Why would you think that moving somewhere cheaper would have to mean “[you] taking away my daughters from their mother”?
Why would your wife think that only “a middle-class home” is normal and acceptable when the current situation isn’t working or affordable?
A major dent in finances is tough, but your wife’s illness is far harder to experience. She needs your emotional support, care and comfort.
One small gesture can launch a solution: Go to bed earlier to try and reconnect. As a team, you’ll have a far better chance.
Reader’s commentary about dating sites:
“They all want you to “buy credits” so you can talk to women whose pictures you see on the site. You never talk directly to that woman. Usually, the site’s offices are somewhere overseas.
“Many people answer your requests and make you think you’re talking to that person, using up your credits.
“Meanwhile, she never talks to you directly. It’s a scam and thousands of people get sucked into these sites.”
Ellie: If other readers have experienced this same situation, write your accounts. They could cause legal authorities in this field to come up with stronger standards.
Dear Ellie: I enjoy and learn from your columns but please address pandemic concerns.
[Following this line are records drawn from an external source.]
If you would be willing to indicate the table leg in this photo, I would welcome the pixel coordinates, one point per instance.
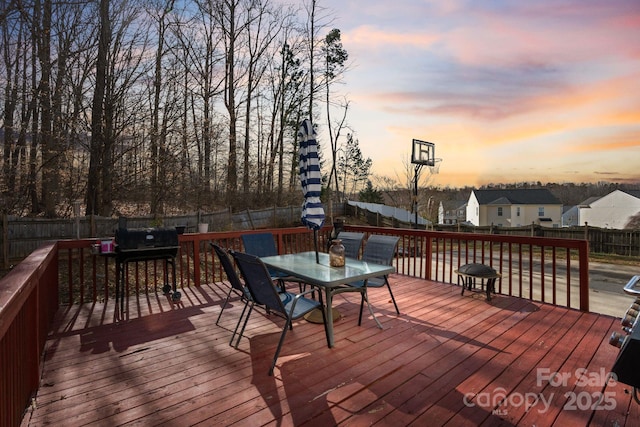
(329, 315)
(366, 298)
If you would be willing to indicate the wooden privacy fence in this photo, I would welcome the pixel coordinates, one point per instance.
(21, 236)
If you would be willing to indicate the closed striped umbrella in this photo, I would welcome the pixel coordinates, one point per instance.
(311, 179)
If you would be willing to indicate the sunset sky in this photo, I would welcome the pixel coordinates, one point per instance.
(508, 91)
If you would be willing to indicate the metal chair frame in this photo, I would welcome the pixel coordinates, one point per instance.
(288, 306)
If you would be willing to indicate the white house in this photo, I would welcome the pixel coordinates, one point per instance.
(452, 212)
(611, 211)
(514, 208)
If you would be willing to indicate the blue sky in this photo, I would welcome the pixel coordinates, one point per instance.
(507, 90)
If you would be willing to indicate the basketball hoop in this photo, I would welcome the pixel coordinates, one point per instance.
(434, 166)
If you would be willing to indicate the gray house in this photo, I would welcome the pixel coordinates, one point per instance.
(514, 208)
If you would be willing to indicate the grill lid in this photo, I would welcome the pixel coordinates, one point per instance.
(141, 238)
(477, 270)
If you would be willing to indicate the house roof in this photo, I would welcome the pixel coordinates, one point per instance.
(529, 196)
(453, 204)
(634, 193)
(590, 200)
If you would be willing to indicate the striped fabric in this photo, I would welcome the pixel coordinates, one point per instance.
(310, 177)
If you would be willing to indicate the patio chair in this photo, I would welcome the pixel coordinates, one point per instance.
(264, 244)
(291, 307)
(380, 250)
(236, 286)
(352, 242)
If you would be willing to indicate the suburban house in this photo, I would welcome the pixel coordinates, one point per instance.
(451, 212)
(611, 211)
(514, 208)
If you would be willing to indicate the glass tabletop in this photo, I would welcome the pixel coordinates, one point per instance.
(304, 266)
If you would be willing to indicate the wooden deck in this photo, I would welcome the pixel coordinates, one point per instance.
(446, 360)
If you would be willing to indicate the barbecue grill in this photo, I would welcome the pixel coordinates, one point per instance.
(626, 364)
(146, 244)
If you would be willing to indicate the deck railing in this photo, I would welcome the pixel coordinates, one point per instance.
(66, 272)
(28, 302)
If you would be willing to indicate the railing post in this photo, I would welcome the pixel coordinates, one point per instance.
(428, 256)
(584, 276)
(196, 260)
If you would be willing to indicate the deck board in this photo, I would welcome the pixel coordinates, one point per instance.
(171, 364)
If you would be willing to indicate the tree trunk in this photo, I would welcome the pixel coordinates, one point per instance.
(93, 198)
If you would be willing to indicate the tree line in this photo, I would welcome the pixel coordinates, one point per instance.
(163, 105)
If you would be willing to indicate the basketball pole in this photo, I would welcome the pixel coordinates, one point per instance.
(416, 178)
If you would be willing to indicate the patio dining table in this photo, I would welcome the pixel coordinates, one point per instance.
(331, 279)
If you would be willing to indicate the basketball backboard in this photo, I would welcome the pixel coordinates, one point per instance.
(423, 152)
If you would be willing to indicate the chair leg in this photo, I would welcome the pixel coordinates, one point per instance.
(243, 326)
(223, 306)
(392, 298)
(324, 318)
(275, 357)
(362, 298)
Families/friends are facing terrible situations.
Yes, these are very hard times for many — economically, mental health-wise, and in their personal relationships — the area of my career experience.
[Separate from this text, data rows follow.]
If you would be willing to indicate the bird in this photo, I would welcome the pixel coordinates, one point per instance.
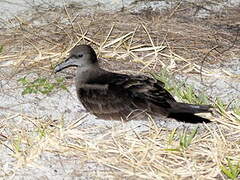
(114, 96)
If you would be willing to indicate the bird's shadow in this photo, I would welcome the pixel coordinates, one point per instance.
(188, 118)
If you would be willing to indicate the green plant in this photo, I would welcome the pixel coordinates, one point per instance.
(230, 170)
(181, 90)
(40, 85)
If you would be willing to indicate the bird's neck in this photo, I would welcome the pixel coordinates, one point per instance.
(85, 74)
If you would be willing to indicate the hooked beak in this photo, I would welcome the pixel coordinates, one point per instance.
(69, 62)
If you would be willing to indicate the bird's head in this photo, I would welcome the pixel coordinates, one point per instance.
(80, 56)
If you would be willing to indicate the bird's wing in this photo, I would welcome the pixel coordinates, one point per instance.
(119, 94)
(105, 97)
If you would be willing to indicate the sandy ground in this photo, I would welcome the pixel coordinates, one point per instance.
(20, 115)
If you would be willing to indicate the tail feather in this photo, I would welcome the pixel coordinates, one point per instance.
(189, 108)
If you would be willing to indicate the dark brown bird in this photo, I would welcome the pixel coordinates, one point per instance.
(110, 95)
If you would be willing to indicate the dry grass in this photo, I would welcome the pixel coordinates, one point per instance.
(150, 41)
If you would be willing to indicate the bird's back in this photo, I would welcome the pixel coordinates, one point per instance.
(119, 96)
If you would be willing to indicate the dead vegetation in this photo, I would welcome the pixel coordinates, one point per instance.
(133, 43)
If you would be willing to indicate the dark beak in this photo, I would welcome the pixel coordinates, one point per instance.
(65, 64)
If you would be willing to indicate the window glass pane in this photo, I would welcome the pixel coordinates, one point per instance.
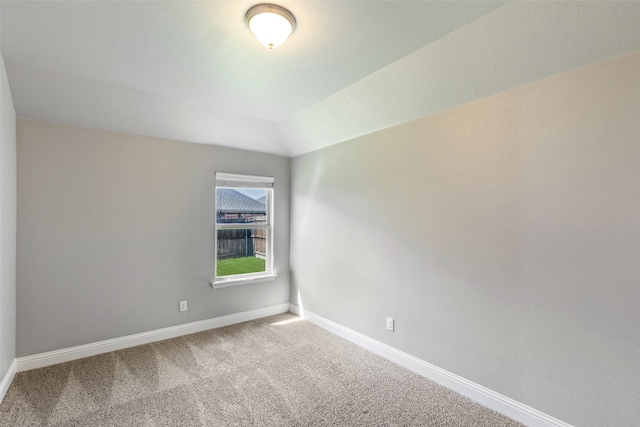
(241, 205)
(241, 251)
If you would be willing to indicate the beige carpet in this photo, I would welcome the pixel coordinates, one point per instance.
(277, 371)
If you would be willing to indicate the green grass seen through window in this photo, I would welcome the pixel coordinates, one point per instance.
(231, 266)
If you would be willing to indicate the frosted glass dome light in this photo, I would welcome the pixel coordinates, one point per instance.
(270, 23)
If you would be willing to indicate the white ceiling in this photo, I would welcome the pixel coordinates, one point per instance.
(192, 71)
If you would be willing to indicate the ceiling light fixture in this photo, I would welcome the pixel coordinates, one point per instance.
(270, 23)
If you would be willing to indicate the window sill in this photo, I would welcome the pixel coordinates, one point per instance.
(242, 281)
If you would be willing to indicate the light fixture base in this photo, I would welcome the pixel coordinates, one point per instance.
(263, 30)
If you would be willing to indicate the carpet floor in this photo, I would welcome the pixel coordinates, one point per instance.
(276, 371)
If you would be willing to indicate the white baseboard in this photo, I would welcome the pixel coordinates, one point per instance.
(65, 355)
(489, 398)
(8, 378)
Some pandemic issues require specific help from specialized fields — medical, scientific, mental health especially.
I urge readers to acknowledge their need, and start a basic search for help through their family doctor or other trusted source.
I’ll continue to address readers’ specific pandemic questions whenever I receive them.
To all people struggling through these difficult times, I urge you to stay safe and get vaccinated, which medical/science experts say currently offers the most possible protection, plus boosters.
For those exempted or otherwise committed to remaining unvaccinated, I must accept your choice. But I hope you’ll respect others’ choices by staying distanced from vulnerable elderly people and crowd gatherings.
Ellie’s tip of the day
Resolving marital difficulties requires a fresh look at what’s possible and needed by everyone involved.